Jujur saya akui  ada keinginan untuk menjadi kekasihmu  itu dari sanubari yang paling dalam   tapi  disisi lain  secara logika  saya juga sangat mendukungmu agar persahabatan ini tidak berubah warna .. karena saya nggak ingin cinta kalian yang selama ini telah terbina dengan sangat baik di keluargamu  menjadi berubah dengan hadirnya saya
Makanya kelihatan seperti kontrakdiktif  
Jujur  saya menginginkan hubungan ini lebih berat menjadi persahabatan sejati .. tapi saya juga nggak berani menjamin dan mengatakan kalau dalam perjalanannya tidak takan bisa berubah warna karena hari esok itu adalah misteri.

hugs & kisses
BE
”Ya Bli, dan misteri itu sekarang mulai menampakkan diri, pantai yang tersembunyi di dalam hati demikian kuat merangsek ingin memperlihatkan diri, meski kau selalu arif dalam bersikap, tapi di sini, dihati ini segalanya mulai berubah,  betapa sesaknya dada ini kala memendam kerinduan yang kian hari kian memuncak, betapa airmata ini  semakin rajin menemaniku kala sepi merayapi hati.” Rintih batin Astuti pilu.   Email Nyoman Bagus  menyadarkannya bahwa hatinya  saat ini ingin berada di dua tempat. Dan meski hatinya telah ia jaga dan ia tata dengan rapi hanya untuk  orang yang telah diniatkan  menjadi satu-satunya pendamping dalam meniti hidupnya selama ini, pertemanannya dengan Nyoman Bagus telah menjungkirbalikkan apa yang selama ini ia bangun dengan hati-hati dan susah payah. Mendadak muncul sayatan pedih lagi di hatinya. Berkali kali Astuti menghela nafas panjang, batinnya menjerit lirih
” Bli, ada apa dengan diriku ini? Aku tak lagi bisa menyebut namamu dengan rasa yang datar, seperti menyebut nama-nama temanku yang lain, ingatan akan dirimu hadirkan perih mengiris hati, adakah ini pertanda lukisan ini telah berubah warna? Bli bantu saya menetralkannya, saya tengah terperangkap rasa yang geloranya tak lagi terkendali, bantulah saya meredakannya” Astuti terhisak di tempat tidur.
Jam telah menunjukkan pukul 21.00. dari lantai dua rumahnya sayup- sayup terdengar celoteh anak-anaknya yang sedang menonton TV. Suaminya tengah pergi menghadiri rapat RW di lingkungannya.
Astuti mengunci diri di dalam kamar.

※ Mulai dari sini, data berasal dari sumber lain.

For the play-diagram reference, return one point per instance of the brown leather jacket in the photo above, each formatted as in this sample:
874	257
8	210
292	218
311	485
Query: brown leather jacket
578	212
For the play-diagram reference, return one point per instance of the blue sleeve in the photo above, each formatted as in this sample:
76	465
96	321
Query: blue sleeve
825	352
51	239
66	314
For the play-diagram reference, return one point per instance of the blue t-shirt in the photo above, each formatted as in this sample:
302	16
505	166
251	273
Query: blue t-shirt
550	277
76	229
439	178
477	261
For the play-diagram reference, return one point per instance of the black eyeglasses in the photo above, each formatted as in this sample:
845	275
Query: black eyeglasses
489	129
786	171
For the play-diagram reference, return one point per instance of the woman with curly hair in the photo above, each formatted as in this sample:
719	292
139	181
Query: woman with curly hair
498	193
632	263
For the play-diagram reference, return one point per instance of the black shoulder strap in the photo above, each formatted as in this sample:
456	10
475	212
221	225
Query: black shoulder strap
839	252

Dadanya terasa sesak. Dia tak berdaya,  terperangkap rasa yang bergelora. Rasa  sayangnya terhadap sahabatnya lambat tapi pasti menunjukkan bentuknya yang lain, tak lagi sekedar persahabatan belaka, rasa ingin memiliki yang demikian kuat terbentur dengan kenyataan yang ada, membuatnya demikian nelangsa.
Sering Astuti terbangun dalam keadaan menangis dan mendapati dirinya dalam pelukan suaminya yang tengah mengelus lembut rambutnya dan mengecupnya penuh cinta
“Apa yang memberati hatimu sayang?” pertanyaan suaminya dijawabnya dengan menyusupkan kepalanya semakin dalam. Astuti tak ingin suaminya mengetahui apa yang  ada di hatinya, dia berharap agar tak ada nama yang  terucap diantara tangis dalam tidurnya. Sebuah nama yang tentu akan menyakiti hati suaminya.
Semakin dieratkannya pelukannya, semakin suaminya mencumbu semakin teriris hatinya, menyisakan kepedihan yang dalam yang timbul dari rasa bersalahnya. Dia membeku ditengah puncak gairah suaminya.
***
Saya ingin Bli tahu bahwa : Saya menyayangimu dengan tulus tanpa nafsu ragawi. Saya tidak mau kehilangan persahabatan, Saya tidak mau kehilangan Bli. Saya senang Bli memanggil saya "CANTIK" Saya senang jadi "GELOMBANG" untukmu. Dan saya senang memanggilmu "SAMUDRAKU". Saya juga ingin Bli menyayangi saya dengan tulus tanpa nafsu ragawi. Tulis Astuti suatu hari.
“Cantik, apapun yang cantik inginkan dari persahabatan ini saya akan lakukan, walau sebenarnya saya pun sebagai manusia bisa juga  merasakan nafsu dan juga rasa cinta yang dalam ingin memeluk dan bersamamu selalu. Namun  sayapun sadar  saya tidak boleh membuat jalan hidupmu ke depan menjadi kurang nyaman” balas Nyoman
Matur suksma Bli (terima kasih, Kak). Mari kita saling mengingatkan bila suatu saat kita terlupa menjaga warna persahabatan kita” jawab Astuti dengan jantung yang tiba-tiba berdegup kencang.
“ Ya Cantik, kalaupun akhirnya menjadi biru itu juga kehendak yang diatas koq kita terima aja  dengan ikhlas  dan jalani aja  hahahaha” canda Bagus
“Akh. Bli  ” tulisnya, dan pipi Astuti menghangat begitu membaca email balasan, kalau ada cermin di depannya pasti kentara sekali rona merah wajahnya, hatinya berdebar. “Justru itulah yang kini sedang ku jaga,  biru itu meski samar mulai Nampak, mulai berubah tak lagi sehijau di awal persahabatan kita” Rintih batin Astuti.

Bersambung...

Sabtu, 15 Oktober 2011

OMBAK DAN SAMUDERA (Bagian ke-3)



3. PERSAHABATAN OMBAK DAN SAMUDERA  

Bandung
Malam begitu hening, Astuti tengah asyik di depan laptop mengerjakan tugas dari kampusnya. Kuliah di program Magister Manajemen, membuatnya harus belajar ekstra, mengingat yang dipelajari adalah hal-hal yang diluar kegiatan sehari-harinya di sekolah.  Tiba-tiba HPnya bergetar, tanda ada sms masuk. ternyata sms dari temannya.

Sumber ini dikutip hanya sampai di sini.